2009.4.17

 昨日の自転車旅の帰り道、ある高校の前を通ったのだけど、その時ちょうど下校の時間だったようで、高校生たちがわんさか校門から出てきていた。ちなみに学校は共学である。
 そして学校から出てきたその少女たちを見て、僕はハッとしたのである。
 なぜか。それはその少女たちの表情が、普段見ている少女たちよりも、明らかにいきいきと輝いていたからである。今日はこのことについて書きたい。
 この理由について走りながら考え、やがて僕は学校の存在に思い至った。
 そう言えばこの少女たちは校門から出てきたばかりで、隣には一緒に教室を出てきたクラスメイトの男子グループも、機会があればちょっかいも出せうる感じの絶妙の距離感でいたりする。
 だとすればこの子たちっていうのは、「今まだ校内にいる」のだ。つまり僕はいま校内に侵入し、学校生活を過ごしている本物の女子高生を目にしているのだ。警備員の立つ校門を抜けた先でしか展開されないと思っていたリアルな女子高生ライフが、校門を出て100mぐらいのここらへんでは、まだぎりぎりで泡が弾けず保たれていて、僕は運良くそれを目撃できているのだ。
 これが駅に着いてしまうと、少女らは僕がさんざん見てきた「街の女子高生」になってしまって、これまでそんな認識というのはなかったけど、その子たちというのは実は、学校生活を核とした女子高生の本質をけっこう失ってしまっている。
 これは魚介類と似ている。鮮度が命なのだ。本当においしいお魚というのは、漁師が船の上で食べる魚(校門の内側の女子高生)か、あるいは港に着いてお母さんがたが作ってくれる漁師料理(校門から出て100mぐらいまでの女子高生)ということ。
 またこの「校門を出てからの距離」というのは、「女の子の許容する露出度は女の子の人数に比例する」の例の法則と同じで、人数が多ければ多いほど伸びてゆくのだろうと推測される。おそらくひとりにつき60mぐらいの計算で数字を導き出せる。たとえば7人で校門を出た場合、その7人組は、校門から420m地点までは「すごく学校生活の空気を保っている」に違いない。

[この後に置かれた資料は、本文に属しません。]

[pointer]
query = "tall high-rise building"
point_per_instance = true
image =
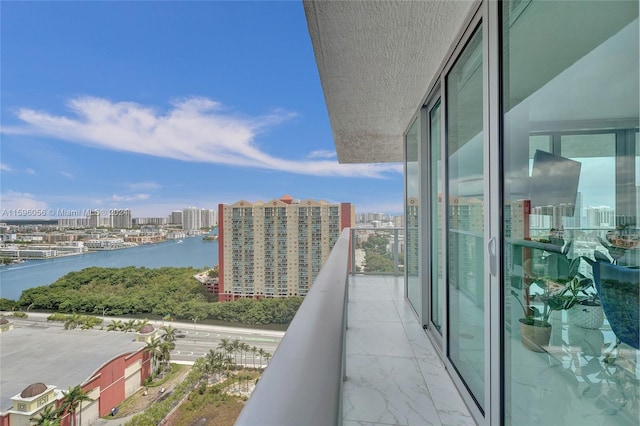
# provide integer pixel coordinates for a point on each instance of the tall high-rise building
(276, 249)
(121, 218)
(94, 219)
(191, 219)
(207, 218)
(176, 217)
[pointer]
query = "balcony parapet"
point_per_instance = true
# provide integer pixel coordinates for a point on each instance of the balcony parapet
(303, 383)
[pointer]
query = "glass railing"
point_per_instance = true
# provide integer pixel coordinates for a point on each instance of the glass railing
(377, 251)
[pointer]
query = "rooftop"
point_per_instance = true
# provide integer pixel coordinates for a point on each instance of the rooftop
(42, 352)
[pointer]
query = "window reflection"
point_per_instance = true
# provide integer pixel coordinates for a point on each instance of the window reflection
(571, 179)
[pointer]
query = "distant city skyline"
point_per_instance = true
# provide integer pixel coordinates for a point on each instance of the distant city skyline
(157, 106)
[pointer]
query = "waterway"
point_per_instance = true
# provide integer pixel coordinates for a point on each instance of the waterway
(192, 252)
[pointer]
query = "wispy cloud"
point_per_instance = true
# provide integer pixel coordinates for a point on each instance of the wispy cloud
(193, 129)
(135, 197)
(321, 153)
(12, 200)
(143, 186)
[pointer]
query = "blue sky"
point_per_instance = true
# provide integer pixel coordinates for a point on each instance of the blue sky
(156, 106)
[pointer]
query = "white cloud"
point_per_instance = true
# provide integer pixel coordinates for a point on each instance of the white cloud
(193, 129)
(135, 197)
(13, 200)
(322, 153)
(140, 186)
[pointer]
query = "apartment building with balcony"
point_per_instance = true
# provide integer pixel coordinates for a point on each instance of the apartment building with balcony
(497, 110)
(276, 248)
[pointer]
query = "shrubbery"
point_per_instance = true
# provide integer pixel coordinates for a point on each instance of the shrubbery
(158, 292)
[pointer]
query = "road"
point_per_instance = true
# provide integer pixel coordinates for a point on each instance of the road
(198, 338)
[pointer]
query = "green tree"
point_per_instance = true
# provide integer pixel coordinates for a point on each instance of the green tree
(169, 334)
(155, 352)
(72, 401)
(115, 325)
(49, 416)
(72, 322)
(129, 326)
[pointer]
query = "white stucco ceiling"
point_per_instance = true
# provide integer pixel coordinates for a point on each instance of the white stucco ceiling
(376, 60)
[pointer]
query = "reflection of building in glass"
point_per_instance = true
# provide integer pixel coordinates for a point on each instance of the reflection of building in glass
(277, 248)
(600, 217)
(412, 255)
(467, 219)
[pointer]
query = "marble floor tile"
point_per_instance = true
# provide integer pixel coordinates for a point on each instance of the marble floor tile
(394, 374)
(373, 310)
(387, 390)
(377, 338)
(451, 409)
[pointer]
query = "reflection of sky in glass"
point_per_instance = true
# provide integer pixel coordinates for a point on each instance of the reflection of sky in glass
(597, 177)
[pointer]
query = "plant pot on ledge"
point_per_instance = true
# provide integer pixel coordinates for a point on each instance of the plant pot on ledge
(535, 334)
(586, 315)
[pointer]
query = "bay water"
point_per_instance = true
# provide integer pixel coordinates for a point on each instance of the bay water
(192, 252)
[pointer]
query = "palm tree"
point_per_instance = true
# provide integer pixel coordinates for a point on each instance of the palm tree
(72, 321)
(165, 352)
(244, 348)
(216, 362)
(115, 325)
(129, 325)
(140, 323)
(169, 334)
(48, 417)
(254, 352)
(155, 352)
(235, 347)
(72, 401)
(226, 345)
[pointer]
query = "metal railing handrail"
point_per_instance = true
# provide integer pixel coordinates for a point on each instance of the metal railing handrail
(303, 383)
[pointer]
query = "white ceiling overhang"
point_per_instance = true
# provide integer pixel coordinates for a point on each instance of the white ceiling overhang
(376, 60)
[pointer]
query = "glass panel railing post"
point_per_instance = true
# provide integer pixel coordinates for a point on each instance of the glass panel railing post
(395, 252)
(353, 251)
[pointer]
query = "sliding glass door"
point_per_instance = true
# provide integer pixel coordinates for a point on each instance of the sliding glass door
(570, 202)
(465, 217)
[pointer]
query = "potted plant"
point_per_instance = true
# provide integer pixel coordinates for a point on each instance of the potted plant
(583, 306)
(535, 328)
(545, 292)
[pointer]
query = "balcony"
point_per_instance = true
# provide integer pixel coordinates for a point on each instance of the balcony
(355, 354)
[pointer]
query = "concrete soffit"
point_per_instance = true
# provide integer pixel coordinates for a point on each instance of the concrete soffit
(376, 61)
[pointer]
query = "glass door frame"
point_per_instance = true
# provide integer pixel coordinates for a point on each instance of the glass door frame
(486, 13)
(427, 195)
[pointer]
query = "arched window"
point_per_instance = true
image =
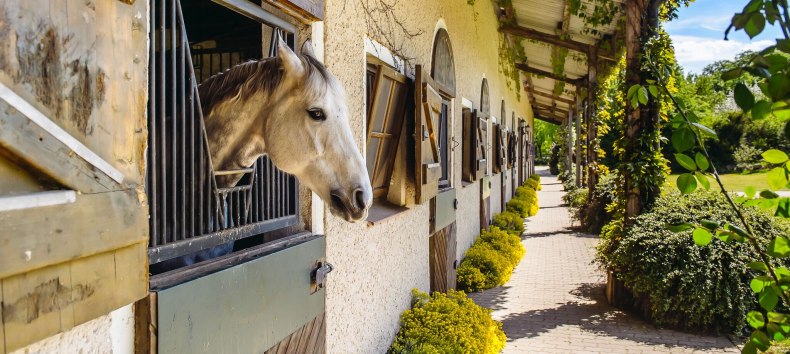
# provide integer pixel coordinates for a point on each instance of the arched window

 さらに言えばこの距離は、グループ内にひとりでも男子が含まれることによって、1.5倍換算くらいになるんじゃないかと思う。5限のHRでは話し終わらなかった文化祭の話を、男女混合で15人ぐらいで話しながら帰ってたりすると、60×15×1.5で、1350mぐらいはそいつらは学校の雰囲気を身に纏っているだろうと思う。
 ここに男子生徒の存在価値もようやく生まれるというものだ。次代の核である卵子に、精子はほぼ遺伝子情報を託すだけ、というのと一緒で、男子生徒というのは「女子高生のその距離」を伸ばすためだけに存在するのかもしれない。あと高い場所にあるものを持つ時。